Interpretabilidade
Interpretabilidade é um campo de pesquisa em IA voltado para compreender as computações internas de redes neurais — como elas representam conhecimento, formam decisões e produzem saídas — para verificar sua segurança e confiabilidade.
Interpretabilidade (também chamada de interpretabilidade mecanicista, ou explicabilidade em um uso mais amplo) é o estudo científico dos funcionamentos internos de redes neurais artificiais. Seu objetivo é ir além de avaliar o comportamento do modelo de fora para compreender as representações internas específicas, circuitos e algoritmos que produzem saídas observáveis. Pesquisadores tratam redes neurais treinadas como objetos empíricos a serem reverse-engineered, tal como biólogos estudam os mecanismos de uma célula em vez de apenas seu comportamento visível.

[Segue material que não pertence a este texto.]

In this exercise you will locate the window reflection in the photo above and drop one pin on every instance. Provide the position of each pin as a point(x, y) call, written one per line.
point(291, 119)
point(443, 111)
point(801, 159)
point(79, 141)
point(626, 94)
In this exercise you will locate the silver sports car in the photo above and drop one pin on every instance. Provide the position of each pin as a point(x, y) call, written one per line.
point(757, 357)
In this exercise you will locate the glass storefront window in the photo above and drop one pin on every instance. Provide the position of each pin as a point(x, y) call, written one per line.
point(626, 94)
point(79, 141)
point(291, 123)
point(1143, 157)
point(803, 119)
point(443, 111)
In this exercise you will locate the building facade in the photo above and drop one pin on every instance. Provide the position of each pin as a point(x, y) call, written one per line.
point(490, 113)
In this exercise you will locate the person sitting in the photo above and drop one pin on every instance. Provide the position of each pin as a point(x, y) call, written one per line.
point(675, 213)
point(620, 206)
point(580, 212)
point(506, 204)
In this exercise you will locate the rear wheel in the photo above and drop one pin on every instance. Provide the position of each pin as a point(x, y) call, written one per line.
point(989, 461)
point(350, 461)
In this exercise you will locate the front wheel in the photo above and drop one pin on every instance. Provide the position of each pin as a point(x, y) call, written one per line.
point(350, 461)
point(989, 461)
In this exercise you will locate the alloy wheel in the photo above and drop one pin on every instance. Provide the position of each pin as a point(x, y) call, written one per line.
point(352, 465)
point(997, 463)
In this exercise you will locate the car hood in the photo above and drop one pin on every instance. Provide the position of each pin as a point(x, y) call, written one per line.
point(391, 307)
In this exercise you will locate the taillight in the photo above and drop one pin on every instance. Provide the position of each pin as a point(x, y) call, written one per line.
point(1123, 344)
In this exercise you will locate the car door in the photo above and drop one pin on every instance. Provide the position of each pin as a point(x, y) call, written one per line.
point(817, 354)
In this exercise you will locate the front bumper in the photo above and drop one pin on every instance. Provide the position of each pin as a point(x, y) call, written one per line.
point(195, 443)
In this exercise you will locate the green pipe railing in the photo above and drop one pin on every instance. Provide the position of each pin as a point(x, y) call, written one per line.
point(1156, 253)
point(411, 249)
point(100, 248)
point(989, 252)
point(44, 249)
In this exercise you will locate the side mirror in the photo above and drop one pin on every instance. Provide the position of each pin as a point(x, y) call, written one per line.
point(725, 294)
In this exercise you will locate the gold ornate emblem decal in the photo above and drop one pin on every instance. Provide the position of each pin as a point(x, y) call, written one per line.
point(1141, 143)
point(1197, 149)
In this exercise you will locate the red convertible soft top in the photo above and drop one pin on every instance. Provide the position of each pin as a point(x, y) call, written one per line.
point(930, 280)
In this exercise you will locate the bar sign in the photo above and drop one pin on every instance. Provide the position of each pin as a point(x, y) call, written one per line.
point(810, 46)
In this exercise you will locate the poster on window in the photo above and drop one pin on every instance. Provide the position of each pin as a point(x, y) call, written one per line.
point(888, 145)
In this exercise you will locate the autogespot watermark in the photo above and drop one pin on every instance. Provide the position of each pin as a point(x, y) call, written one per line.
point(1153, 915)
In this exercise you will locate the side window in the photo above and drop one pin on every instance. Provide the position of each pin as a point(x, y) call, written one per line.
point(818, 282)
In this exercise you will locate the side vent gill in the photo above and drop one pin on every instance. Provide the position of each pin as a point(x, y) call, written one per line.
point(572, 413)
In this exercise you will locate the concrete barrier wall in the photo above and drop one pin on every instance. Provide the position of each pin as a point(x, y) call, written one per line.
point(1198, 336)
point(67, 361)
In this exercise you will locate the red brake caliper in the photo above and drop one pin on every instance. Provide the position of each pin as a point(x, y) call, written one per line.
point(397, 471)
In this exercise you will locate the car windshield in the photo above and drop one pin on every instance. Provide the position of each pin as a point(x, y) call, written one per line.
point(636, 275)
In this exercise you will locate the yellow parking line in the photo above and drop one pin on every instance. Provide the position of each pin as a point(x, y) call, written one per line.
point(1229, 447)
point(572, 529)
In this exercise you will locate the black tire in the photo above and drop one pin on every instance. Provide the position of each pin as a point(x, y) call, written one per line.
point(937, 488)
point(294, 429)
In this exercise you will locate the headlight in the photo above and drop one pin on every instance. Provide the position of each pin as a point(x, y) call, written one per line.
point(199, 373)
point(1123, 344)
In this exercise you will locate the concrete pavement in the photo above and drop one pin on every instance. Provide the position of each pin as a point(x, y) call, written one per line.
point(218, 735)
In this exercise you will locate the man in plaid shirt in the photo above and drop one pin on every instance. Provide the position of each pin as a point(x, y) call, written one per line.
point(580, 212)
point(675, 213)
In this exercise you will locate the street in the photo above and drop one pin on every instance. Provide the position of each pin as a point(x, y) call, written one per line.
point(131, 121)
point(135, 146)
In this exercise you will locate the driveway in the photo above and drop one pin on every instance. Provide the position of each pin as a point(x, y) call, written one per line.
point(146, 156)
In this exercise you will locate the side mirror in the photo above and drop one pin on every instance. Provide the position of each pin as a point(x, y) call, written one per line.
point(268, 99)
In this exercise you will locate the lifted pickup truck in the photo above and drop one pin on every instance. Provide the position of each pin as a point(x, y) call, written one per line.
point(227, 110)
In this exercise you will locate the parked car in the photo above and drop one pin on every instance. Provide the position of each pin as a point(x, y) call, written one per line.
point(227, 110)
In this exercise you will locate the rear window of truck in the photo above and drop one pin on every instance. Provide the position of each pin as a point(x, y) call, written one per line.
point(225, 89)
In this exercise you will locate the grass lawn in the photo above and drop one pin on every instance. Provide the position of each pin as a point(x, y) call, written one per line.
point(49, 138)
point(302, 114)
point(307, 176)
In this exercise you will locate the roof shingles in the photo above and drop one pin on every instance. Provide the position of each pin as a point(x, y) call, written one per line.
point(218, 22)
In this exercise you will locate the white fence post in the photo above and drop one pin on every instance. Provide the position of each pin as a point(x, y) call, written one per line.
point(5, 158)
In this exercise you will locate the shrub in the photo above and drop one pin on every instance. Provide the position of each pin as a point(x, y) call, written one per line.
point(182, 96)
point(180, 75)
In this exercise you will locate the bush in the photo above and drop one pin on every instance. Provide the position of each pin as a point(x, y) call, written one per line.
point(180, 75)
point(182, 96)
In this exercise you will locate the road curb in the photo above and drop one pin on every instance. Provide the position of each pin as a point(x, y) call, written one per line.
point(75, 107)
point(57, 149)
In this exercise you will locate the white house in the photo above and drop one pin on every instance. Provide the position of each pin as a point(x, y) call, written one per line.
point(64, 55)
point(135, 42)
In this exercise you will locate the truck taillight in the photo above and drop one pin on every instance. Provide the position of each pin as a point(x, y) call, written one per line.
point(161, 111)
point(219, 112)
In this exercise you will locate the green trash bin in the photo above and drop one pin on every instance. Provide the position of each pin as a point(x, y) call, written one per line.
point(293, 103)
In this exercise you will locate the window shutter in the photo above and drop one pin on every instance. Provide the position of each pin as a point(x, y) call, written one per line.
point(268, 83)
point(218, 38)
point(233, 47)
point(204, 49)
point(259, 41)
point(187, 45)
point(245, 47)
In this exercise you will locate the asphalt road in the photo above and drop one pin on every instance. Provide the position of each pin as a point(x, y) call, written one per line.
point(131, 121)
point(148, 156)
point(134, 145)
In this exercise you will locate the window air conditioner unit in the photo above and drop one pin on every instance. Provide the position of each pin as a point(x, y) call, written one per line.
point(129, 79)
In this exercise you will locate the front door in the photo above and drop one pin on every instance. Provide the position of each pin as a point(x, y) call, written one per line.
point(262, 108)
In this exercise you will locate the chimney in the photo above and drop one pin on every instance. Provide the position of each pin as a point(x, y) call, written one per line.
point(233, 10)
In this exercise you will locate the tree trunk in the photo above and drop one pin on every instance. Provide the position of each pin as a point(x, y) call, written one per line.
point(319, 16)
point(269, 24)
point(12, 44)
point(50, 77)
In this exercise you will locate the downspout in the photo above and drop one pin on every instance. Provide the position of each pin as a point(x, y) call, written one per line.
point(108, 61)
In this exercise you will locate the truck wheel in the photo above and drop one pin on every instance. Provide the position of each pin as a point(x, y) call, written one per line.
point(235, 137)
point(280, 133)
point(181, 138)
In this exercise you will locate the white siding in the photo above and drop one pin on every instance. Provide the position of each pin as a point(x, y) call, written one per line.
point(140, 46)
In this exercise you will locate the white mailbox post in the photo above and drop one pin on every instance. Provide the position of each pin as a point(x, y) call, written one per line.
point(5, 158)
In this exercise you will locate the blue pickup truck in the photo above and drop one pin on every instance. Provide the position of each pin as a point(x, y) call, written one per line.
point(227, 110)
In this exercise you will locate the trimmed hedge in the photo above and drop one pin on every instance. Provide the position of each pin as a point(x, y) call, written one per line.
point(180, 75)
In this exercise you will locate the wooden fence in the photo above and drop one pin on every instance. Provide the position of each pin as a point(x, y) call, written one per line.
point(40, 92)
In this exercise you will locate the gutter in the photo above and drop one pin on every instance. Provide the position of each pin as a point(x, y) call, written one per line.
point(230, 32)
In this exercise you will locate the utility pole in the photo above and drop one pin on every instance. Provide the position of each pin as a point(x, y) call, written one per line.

Pesquisadores empregam uma gama de técnicas: probing classifiers treinam pequenos modelos em ativações internas para detectar se conceitos específicos são codificados em uma camada específica; activation patching intervém em neurônios individuais ou cabeçalhos de atenção para rastrear caminhos causais para uma saída específica; sparse autoencoders decompõem vetores de ativação densos em representações de features mais esparsas e interpretáveis por humanos; e análise de padrões de atenção mapeia quais tokens de entrada um transformer atende ao gerar um token específico. A equipe de interpretabilidade mecanicista de Anthropic publicou trabalhos identificando circuitos responsáveis por tarefas como identificação indireta de objeto em modelos em escala GPT-2 e, usando sparse autoencoders, começou a mapear features em modelos com dezenas de bilhões de parâmetros.
Sem interpretabilidade, sistemas de IA são caixas-pretas: desenvolvedores não conseguem verificar se um modelo aprendeu o comportamento pretendido em vez de um atalho superficialmente similar que falhará na implantação ou sob condições adversárias. Ferramentas de interpretabilidade são consideradas essenciais para detectar alinhamento enganoso — onde um modelo parece estar alinhado durante avaliação mas persegue objetivos diferentes na implantação — assim como vieses sistemáticos e erros de raciocínio que testes comportamentais sozinhos não conseguem detectar de forma confiável.
A partir de 2026, interpretabilidade transicionou de uma busca acadêmica de nicho para uma prioridade bem financiada em Anthropic, Google DeepMind, e laboratórios universitários incluindo MIT e Stanford. Abordagens baseadas em sparse autoencoders habilitaram decomposição parcial de ativações em grandes modelos, e vários laboratórios liberaram toolkits de interpretabilidade de código aberto. Escalar essas técnicas para modelos de fronteira com centenas de bilhões de parâmetros permanece um desafio aberto, e nenhuma técnica existente ainda fornece uma explicação completa ou formalmente verificável do raciocínio completo de um modelo.